To prove [](#eq:D1),

$$
\begin{align*}
D(P_{\R{Z}}\|P_{\R{Z}'})  &= D(P_{\R{Z}}\|P_{\R{Z}'}) - \inf_{Q\sim P_{\R{Z}}} \underbrace{D(P_{\R{Z}}\|Q)}_{\geq 0 \text{ with equality iff } Q=P_{\R{Z}}\kern-3em} \\
&= \sup_{Q\sim P_{\R{Z}}}  \underbrace{D(P_{\R{Z}}\|P_{\R{Z}'})}_{=E \left[\log\frac{dP_{\R{Z}}}{dP_{\R{Z}'}}(\R{Z})\right]} -  \underbrace{D(P_{\R{Z}}\|Q)}_{=E \left[\log\frac{dP_{\R{Z}}}{dQ}(\R{Z})\right]}\\
&= \sup_{Q\sim P_{\R{Z}}} E \left[\log\frac{dQ}{dP_{\R{Z}'}}(\R{Z})\right]
\end{align*}
$$

where the first inequality is by the positivity of KL divergence.

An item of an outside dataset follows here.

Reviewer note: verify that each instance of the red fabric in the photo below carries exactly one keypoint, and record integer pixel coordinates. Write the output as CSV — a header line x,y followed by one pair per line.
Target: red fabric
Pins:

The equality condition gives the unique solution as desired.

::::

::::{note}

[](#eq:D1) is the same as the definition in [](#eq:D) except that $P_{\R{Z}}$ is replaced by an arbitrary parameter $Q$.

- It essentially gives a tight lower bound on KL divergence.
- The unknown distribution is recovered as the optimal solution.

::::

The idea of neural estimation is to 

1. estimate the expectation in [](#eq:D1) by the sample average
  
  $$
  \frac1n \sum_{i\in [n]} \log \underbrace{\frac{dQ}{dP_{\R{Z}'}}(\R{Z})}_{\text{(*)}},
  $$
  
2. use a neural network to compute the density ratio (*), and
3. train the network to maximize the expectation estimate, e.g., by gradient ascent on the above sample average.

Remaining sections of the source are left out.